For those on the journey to mastery. LODance organizes your entire dance life — practice tracking, teacher connections, competition preparation, and the skill progression from your first waltz to the winner's circle.

Lineage of Dance

The family tree of dance styles. See how the Waltz emerged from the German Ländler, how Tango evolved from African and European roots, how modern Quickstep traces back to foxtrot pioneers. Every dance has ancestors.

The Mission

Dance history exists in scattered sources: dusty archives, out-of-print books, fragmented syllabi, and the collective memory of teachers who learned from teachers who learned from teachers. Dance communities exist in isolation: separated by organization, geography, and tradition. A dancer in one studio has no window into another's world.

Our mission is to make those connections visible. To create a living, cross-referenced library where a dancer—whether you're exploring Renaissance history, preparing for competition, building partnerships, or tracking your 10,000-hour journey—can find what you need, understand where it came from, see how it connects to the wider world of dance, and discover the community that shares your passion.

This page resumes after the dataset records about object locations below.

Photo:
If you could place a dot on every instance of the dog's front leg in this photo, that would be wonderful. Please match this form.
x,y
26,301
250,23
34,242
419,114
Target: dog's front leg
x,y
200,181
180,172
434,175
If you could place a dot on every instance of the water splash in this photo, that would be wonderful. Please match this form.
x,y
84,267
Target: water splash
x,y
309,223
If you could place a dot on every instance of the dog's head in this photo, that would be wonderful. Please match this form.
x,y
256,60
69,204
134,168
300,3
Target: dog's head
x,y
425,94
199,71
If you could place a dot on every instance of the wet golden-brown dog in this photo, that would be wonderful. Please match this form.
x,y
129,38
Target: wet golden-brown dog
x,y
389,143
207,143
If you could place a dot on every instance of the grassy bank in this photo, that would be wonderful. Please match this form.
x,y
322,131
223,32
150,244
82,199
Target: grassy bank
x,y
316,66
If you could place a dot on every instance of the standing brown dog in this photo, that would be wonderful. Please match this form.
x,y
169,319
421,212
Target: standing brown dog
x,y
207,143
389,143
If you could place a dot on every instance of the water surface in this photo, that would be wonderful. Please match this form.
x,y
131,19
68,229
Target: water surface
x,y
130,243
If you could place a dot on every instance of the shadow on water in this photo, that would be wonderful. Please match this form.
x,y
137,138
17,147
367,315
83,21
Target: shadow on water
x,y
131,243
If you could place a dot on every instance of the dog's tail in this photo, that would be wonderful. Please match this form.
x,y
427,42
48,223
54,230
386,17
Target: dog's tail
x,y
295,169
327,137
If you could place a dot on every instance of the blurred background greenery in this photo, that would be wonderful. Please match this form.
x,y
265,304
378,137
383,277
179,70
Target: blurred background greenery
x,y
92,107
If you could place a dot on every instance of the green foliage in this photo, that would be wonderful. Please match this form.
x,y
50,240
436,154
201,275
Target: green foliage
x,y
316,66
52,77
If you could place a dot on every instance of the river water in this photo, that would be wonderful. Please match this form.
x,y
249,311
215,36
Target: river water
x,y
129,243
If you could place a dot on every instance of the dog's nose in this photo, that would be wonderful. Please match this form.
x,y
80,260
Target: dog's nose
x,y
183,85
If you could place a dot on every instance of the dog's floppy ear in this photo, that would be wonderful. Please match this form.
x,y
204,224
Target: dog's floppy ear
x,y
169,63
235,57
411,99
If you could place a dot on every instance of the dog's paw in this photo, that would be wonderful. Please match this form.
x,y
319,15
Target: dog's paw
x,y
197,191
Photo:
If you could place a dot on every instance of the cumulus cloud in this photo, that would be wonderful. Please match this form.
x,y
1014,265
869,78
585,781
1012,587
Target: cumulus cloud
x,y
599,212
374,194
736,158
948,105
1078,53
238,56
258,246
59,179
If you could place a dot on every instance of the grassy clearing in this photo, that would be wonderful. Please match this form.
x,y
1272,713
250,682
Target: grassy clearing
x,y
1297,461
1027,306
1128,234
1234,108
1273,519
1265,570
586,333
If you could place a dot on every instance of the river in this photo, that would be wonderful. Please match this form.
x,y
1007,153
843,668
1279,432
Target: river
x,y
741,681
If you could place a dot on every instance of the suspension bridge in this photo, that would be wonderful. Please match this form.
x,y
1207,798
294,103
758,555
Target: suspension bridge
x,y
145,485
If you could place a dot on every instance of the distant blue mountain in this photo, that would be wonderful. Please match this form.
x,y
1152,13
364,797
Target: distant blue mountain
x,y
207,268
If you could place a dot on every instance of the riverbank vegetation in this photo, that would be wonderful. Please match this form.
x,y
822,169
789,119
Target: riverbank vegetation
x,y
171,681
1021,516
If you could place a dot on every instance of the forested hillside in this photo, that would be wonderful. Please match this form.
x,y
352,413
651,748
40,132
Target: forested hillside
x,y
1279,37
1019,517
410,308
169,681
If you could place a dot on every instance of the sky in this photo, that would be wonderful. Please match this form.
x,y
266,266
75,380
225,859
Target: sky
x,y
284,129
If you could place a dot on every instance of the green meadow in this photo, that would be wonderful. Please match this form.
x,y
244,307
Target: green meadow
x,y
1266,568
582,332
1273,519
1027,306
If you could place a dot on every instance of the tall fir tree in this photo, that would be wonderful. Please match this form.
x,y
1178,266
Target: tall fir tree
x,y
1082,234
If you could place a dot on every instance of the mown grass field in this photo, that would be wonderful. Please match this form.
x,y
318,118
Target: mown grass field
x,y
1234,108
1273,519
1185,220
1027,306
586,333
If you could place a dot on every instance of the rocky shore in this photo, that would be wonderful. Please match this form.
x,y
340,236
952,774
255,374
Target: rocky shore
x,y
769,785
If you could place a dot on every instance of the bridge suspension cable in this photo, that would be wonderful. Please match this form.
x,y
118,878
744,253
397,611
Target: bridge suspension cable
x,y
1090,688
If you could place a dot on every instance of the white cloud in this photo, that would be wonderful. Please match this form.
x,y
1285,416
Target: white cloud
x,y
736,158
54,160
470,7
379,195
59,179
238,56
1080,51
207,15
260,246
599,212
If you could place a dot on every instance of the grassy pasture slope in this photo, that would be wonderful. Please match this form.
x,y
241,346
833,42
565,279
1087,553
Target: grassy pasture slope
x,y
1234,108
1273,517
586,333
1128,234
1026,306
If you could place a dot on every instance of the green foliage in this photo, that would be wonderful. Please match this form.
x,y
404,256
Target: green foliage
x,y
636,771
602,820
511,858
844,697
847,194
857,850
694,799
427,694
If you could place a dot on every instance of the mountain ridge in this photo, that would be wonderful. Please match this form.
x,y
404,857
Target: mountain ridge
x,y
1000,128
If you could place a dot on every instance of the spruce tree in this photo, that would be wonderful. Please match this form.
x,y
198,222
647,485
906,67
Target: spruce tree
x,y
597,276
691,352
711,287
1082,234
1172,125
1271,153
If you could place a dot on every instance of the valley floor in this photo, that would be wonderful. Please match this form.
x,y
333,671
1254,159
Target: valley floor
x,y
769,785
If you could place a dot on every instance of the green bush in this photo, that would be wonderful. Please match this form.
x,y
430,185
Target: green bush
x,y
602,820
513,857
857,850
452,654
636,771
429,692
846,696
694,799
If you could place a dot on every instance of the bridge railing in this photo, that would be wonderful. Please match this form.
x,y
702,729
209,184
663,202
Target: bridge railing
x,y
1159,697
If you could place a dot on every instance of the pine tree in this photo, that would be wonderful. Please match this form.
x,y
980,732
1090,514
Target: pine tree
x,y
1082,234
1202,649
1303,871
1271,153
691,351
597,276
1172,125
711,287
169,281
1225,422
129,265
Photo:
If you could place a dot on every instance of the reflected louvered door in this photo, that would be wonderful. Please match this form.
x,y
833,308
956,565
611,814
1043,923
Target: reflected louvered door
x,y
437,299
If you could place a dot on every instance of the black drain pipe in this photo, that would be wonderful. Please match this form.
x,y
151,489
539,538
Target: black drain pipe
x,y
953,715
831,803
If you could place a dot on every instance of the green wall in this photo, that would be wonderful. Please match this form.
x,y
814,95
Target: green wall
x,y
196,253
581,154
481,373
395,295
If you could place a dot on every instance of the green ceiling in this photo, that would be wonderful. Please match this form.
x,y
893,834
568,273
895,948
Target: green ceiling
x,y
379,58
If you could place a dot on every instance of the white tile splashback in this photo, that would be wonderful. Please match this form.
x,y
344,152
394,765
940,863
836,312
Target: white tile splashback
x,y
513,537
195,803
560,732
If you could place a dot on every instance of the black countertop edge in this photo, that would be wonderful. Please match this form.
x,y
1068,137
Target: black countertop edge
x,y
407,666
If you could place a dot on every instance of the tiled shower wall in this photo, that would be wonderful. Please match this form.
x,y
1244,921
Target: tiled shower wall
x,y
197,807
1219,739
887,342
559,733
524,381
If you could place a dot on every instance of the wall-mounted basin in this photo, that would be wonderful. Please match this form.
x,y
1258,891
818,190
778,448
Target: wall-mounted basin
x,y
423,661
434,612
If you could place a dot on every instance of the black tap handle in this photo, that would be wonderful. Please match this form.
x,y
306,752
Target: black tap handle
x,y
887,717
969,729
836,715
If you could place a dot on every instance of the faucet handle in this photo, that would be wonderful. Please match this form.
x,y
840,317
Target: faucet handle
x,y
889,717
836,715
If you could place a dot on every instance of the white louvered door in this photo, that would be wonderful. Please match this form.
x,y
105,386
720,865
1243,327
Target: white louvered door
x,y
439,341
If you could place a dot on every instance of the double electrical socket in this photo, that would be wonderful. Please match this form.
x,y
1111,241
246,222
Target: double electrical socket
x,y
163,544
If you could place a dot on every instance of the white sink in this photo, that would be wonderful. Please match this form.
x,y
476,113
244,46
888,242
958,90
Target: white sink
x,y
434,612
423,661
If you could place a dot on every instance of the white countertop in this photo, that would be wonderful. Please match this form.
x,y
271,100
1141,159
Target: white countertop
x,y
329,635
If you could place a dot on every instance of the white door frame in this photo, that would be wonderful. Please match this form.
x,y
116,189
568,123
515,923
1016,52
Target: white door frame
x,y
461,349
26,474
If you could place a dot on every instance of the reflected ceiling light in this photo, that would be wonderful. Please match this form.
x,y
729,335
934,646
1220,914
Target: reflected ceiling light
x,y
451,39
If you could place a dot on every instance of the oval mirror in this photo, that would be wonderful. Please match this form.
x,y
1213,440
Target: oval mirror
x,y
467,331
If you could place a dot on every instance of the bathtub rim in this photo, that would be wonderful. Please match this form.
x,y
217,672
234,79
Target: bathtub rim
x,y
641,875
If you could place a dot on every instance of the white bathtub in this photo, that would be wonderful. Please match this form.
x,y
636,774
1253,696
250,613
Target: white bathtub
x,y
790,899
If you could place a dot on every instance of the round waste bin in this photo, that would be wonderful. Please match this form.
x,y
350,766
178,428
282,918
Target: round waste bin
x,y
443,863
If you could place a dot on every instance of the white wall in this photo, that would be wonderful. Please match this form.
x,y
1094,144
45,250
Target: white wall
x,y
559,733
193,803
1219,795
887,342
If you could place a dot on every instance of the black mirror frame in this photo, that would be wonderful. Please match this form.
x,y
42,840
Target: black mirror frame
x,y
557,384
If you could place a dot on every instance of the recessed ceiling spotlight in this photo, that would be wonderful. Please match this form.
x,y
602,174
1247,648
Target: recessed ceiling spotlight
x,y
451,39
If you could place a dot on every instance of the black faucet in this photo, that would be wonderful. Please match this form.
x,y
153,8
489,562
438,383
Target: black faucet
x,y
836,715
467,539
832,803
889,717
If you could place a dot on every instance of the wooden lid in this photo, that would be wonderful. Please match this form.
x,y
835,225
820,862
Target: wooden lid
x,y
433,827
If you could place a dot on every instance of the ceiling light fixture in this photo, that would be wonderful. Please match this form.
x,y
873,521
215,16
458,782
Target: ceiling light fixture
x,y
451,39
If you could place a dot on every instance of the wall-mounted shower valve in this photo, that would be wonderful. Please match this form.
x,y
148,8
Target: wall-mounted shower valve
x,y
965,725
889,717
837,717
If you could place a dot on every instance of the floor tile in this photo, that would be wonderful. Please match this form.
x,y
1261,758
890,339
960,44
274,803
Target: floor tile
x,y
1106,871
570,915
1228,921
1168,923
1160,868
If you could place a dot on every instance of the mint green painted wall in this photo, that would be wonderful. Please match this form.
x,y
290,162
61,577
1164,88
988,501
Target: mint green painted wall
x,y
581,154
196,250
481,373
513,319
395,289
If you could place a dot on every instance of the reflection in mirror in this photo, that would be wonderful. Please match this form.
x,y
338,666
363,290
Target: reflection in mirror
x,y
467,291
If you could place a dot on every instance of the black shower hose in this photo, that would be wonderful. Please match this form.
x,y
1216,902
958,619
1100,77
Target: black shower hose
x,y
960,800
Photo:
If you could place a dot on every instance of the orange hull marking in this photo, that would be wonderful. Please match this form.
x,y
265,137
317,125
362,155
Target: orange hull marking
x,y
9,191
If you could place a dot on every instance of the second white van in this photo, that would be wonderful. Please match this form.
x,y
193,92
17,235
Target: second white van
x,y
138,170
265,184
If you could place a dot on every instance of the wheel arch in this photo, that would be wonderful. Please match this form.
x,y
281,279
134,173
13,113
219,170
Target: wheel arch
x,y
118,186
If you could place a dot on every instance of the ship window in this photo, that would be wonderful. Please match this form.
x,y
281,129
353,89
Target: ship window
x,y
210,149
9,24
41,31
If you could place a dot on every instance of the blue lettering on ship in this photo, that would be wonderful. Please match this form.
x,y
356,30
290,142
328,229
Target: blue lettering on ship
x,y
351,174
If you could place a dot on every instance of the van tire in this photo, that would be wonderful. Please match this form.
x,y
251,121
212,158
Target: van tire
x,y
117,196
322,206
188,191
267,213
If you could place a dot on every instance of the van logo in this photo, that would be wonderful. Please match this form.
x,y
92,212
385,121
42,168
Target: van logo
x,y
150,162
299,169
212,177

LODance exists so that dancers can connect—with history, with each other, and with the joy that drew them to dance in the first place.

The Story

Born from a Dancer's Desire for Connection

LODance began in fall 2022 when Perry Chaffee walked into an Arthur Murray studio in Burlington, Massachusetts, and decided to start dancing. Not as a lifelong pursuit—as an adventure into the unknown.

Perry is neurodivergent and finds joy in solving complex puzzles. Dance became one. He added International Standard at SuperShag in Waltham with coach Erik Pali, then followed Erik to Dance Stream Studios and Eastern Ballroom Alliance in Newton. Then Ignis Arts in Billerica. Three studios. Multiple teachers. Multiple frameworks. The same figure had different names. The same step appeared across centuries with no bridge connecting them. And most importantly: the dancers themselves—teachers, partners, competitors—were scattered across organizations with no way to truly see each other's work or grow together.

Perry saw an impossible puzzle: 500 years of dance history, 177 primary sources, tens of thousands of variations and lineages—all fragmented, un-indexed, invisible to each other. It consumed him. Like the conspiracy theorist meme with pictures and strings connecting data points all over the walls, except with dance figures. Armed with AI tools and "legions of sub-agents," he became obsessed with solving it.

A Vision of Joy

There's a scripture that says, "Men are, that they might have joy." Perry believes dance is joy expressed. LODance is an attempt to weave together all those scattered pieces—the knowledge, the lineage, the community—so that dancers can discover the full dimensions of their art, connect with partners and teachers across invisible boundaries, and find joy in understanding where their practice comes from and where it might go.

This is the puzzle fully solved: a librarian's archive + a dancer's obsession + a tool for connection. That they might have joy.

A Community Tool

Today, LODance is a platform for anyone curious about dance. Teachers use it to understand the history behind their technique and see how their students might grow. Competitors study the evolution of figures across organizations and coaches. Dancers planning their journey can see every path available to them. Historians explore cultural patterns across centuries. And above all: dancers can find each other, understand each other's traditions, and build stronger partnerships.

Building for Dancers

LODance exists to serve dancers, teachers, choreographers, and historians. Every design decision, every figure in the database, every feature we build is guided by the simple principle: help people understand dance better.